Les personnes unies par des liens d'amitié présenteraient une surprenante proximité génétique.
Ceux qui estiment que les vrais amis sont comme la famille ne sont pas si loin de la vérité. Nous partageons avec nos amis plus de patrimoine génétique qu'avec des étrangers, révèle une étude des universités de Californie et de Yale, publiée dans les Annales de l'Académie américaine des sciences lundi.
Cette publication repose sur l'analyse de presque 500.000 variantes génétiques d'un groupe de 1932 individus, qui contenait 1367 paires d'amis (certains sujets ayant plusieurs amis dans la cohorte). C'est la première étude sur l'ensemble du génome de corrélations génotypiques chez des amis.
La proximité et l'éloignement génétiques peuvent être identifiés en observant les différences et les similarités sur ces variantes. En comparant les résultats des paires d'amis à ceux obtenus chez plus d'un million de paires d'étrangers, les chercheurs ont remarqué une différence faible, mais «significative pour des généticiens», assure le Dr Nicholas Christakis, médecin et sociologue à l'Université de Yale, et auteur de l'étude. Les similarités entre amis correspondent au degré de proximité typiquement observé entre cousins au quatrième degré, c'est-à-dire ayant des arrière-arrière-arrière-grands-parents communs.

Un avantage évolutif

Certains détails sont intrigants: les similarités sont particulièrement importantes sur des gènes liés à l'odorat, et les chercheurs ont relevé une corrélation négative sur certains gènes liés à l'immunité. Mais pour Etienne Patin, chercheur au CNRS dans l'unité de génétique évolutive, ces deux constats paraissent logiques. «L'odorat fait partie des systèmes de reconnaissance de l'homme, car il permet de favoriser l'histocompatibilité, qui diminue les risques de fausses couches par exemple», explique-t-il au Figaro. «C'est une caractéristique de la recherche de partenaire sexuel… Partenaire que l'on choisit d'ailleurs souvent parmi ses amis». De même, nos instincts reproductifs enrichissent notre immunité, en nous incitant à nous rapprocher de partenaires sexuels disposant d'un système immunitaire différent du nôtre.
Les auteurs expliquent aussi l'avantage dans l'évolution de se lier d'amitié avec des personnes proches génétiquement. Cette proximité induit des réactions communes, et une adaptation plus facile face à un environnement.

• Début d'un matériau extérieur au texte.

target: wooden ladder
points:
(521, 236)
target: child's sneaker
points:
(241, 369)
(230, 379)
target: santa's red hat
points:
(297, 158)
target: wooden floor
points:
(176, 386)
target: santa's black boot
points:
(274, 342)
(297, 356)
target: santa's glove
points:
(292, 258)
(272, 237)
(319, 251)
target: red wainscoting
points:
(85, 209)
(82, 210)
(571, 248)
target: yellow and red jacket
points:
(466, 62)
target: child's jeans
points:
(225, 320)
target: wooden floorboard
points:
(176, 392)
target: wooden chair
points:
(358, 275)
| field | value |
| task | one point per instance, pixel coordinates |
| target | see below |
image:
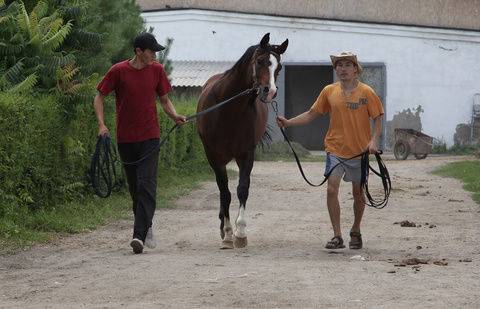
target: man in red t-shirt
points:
(137, 83)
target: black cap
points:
(147, 40)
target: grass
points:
(27, 227)
(466, 171)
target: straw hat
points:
(346, 56)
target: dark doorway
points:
(303, 84)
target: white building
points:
(435, 67)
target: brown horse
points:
(233, 130)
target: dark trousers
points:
(142, 182)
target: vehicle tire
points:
(401, 150)
(420, 156)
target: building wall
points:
(435, 68)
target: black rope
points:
(365, 168)
(105, 174)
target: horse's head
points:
(266, 64)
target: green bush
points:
(45, 153)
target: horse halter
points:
(262, 91)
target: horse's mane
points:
(244, 59)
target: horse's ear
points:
(282, 48)
(265, 40)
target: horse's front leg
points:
(245, 166)
(226, 232)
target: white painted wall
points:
(436, 68)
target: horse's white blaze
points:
(241, 223)
(272, 88)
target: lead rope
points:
(365, 167)
(104, 175)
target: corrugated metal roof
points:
(196, 73)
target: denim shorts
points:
(350, 170)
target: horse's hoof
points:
(239, 242)
(227, 244)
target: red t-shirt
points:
(136, 92)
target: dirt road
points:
(285, 264)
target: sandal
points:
(355, 240)
(335, 243)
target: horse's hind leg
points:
(224, 215)
(245, 166)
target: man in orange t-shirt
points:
(351, 104)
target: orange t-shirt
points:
(349, 132)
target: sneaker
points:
(137, 245)
(150, 241)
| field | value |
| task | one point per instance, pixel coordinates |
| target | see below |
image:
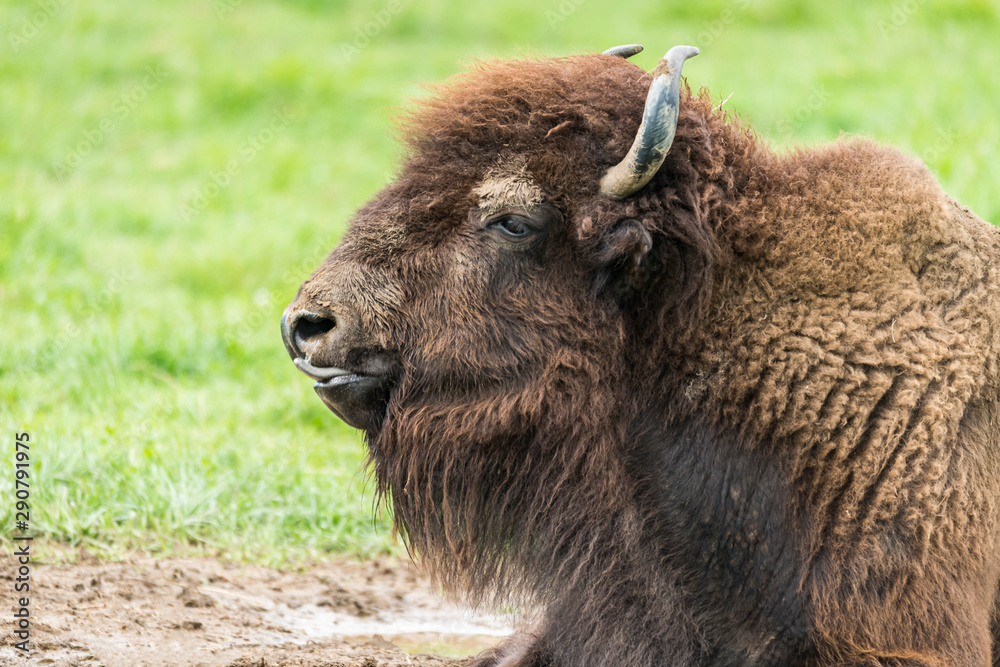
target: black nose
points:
(302, 330)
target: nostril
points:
(311, 325)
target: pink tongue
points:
(319, 372)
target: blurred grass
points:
(140, 345)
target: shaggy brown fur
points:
(747, 416)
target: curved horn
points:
(625, 50)
(656, 132)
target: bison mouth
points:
(358, 399)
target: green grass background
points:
(139, 340)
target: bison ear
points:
(622, 257)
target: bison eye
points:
(513, 228)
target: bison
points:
(692, 401)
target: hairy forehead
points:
(507, 184)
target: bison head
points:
(485, 316)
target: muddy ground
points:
(205, 612)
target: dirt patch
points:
(209, 613)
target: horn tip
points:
(624, 51)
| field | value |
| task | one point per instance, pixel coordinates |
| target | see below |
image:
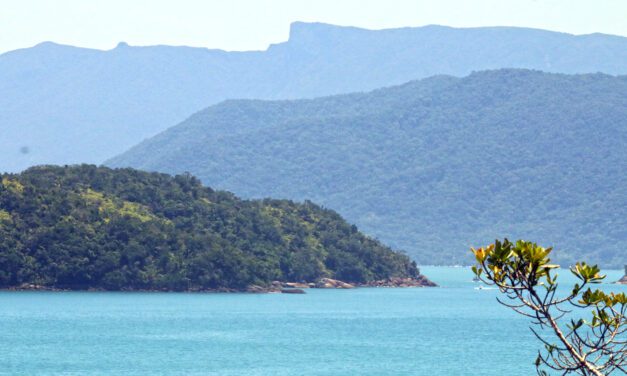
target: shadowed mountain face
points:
(432, 166)
(61, 104)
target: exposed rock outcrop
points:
(292, 291)
(420, 281)
(328, 283)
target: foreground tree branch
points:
(595, 344)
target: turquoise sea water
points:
(451, 330)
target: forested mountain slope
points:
(432, 166)
(62, 104)
(87, 227)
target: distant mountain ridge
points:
(61, 104)
(432, 166)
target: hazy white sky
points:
(253, 24)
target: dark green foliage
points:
(65, 105)
(84, 226)
(431, 166)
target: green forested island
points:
(84, 227)
(433, 166)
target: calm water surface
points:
(451, 330)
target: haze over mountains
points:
(61, 104)
(432, 166)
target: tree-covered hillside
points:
(432, 166)
(88, 227)
(63, 104)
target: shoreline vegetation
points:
(274, 287)
(95, 228)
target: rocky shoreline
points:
(274, 287)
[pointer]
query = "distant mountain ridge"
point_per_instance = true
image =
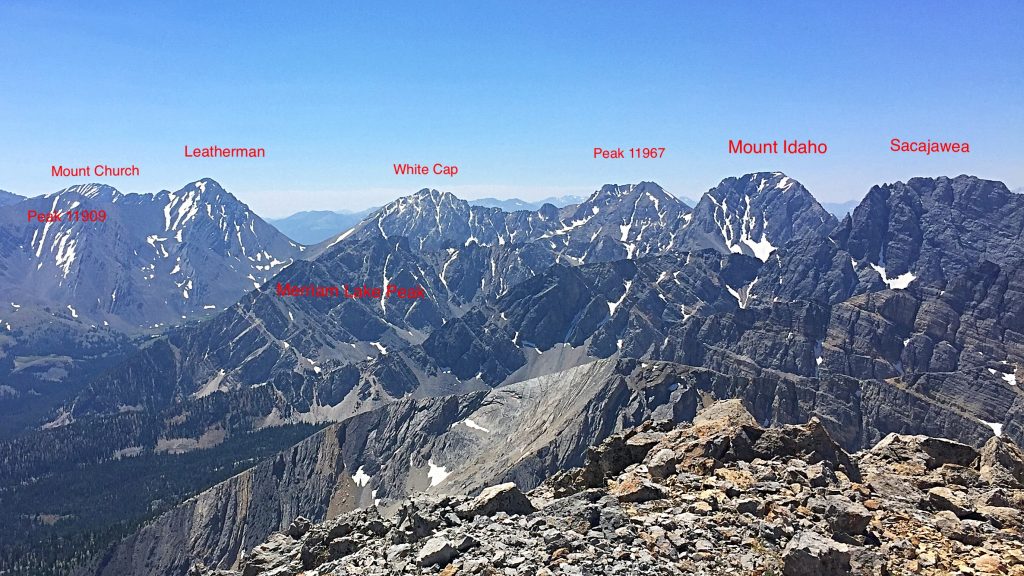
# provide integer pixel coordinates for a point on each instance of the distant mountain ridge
(9, 198)
(312, 227)
(155, 258)
(903, 317)
(513, 204)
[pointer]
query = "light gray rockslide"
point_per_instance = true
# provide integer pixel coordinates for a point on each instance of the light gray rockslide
(721, 495)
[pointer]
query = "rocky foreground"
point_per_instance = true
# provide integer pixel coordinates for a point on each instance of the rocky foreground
(720, 496)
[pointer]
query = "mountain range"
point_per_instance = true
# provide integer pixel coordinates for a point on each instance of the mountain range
(541, 331)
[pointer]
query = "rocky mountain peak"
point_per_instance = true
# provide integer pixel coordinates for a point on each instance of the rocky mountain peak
(757, 213)
(98, 192)
(904, 230)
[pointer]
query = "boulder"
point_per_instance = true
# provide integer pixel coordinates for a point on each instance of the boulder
(942, 498)
(299, 527)
(436, 550)
(662, 463)
(501, 498)
(635, 489)
(809, 553)
(846, 517)
(932, 452)
(1001, 463)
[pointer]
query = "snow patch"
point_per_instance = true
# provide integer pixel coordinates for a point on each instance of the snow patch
(613, 305)
(898, 283)
(436, 474)
(360, 478)
(471, 424)
(996, 427)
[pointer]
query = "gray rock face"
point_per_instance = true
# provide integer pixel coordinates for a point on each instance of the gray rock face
(502, 498)
(757, 294)
(436, 550)
(155, 258)
(810, 553)
(741, 519)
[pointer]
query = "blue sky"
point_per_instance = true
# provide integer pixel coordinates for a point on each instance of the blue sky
(516, 94)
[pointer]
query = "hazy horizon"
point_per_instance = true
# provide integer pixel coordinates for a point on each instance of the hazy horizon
(339, 94)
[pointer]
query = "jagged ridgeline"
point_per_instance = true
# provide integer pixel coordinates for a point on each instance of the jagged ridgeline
(543, 331)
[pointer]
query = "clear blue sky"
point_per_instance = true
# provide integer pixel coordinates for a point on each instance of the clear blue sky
(515, 93)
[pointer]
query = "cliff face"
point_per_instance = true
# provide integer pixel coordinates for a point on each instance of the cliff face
(523, 434)
(720, 496)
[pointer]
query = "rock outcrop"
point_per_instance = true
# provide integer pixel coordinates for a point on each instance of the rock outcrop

Par exemple, et de manière un peu caricaturale, si deux humains sont particulièrement frileux, celui qui allume un feu ferait profiter de cet avantage à son compère, qui pourrait se réchauffer.

L'étude fournit des pistes à étudier, mais ses résultats sont à prendre avec précaution, estime Etienne Patin. «L'approche est intéressante et le traitement rigoureux, mais la publication est peu concluante car elle comporte des biais», explique-t-il. «Les auteurs l'avouent eux-mêmes, et les signaux obtenus sont relativement faibles. Elle mérite d'être répliquée avec un plus grand échantillon. Mais avec les hypothèses fortes formulées, et ces résultats préliminaires, elle présente un faisceau d'indices, et le grand intérêt d'ouvrir un débat.» Il permet aussi d'alimenter des débats existant, entre l'inné et l'acquis, entre les instincts et la psychologie du vécu.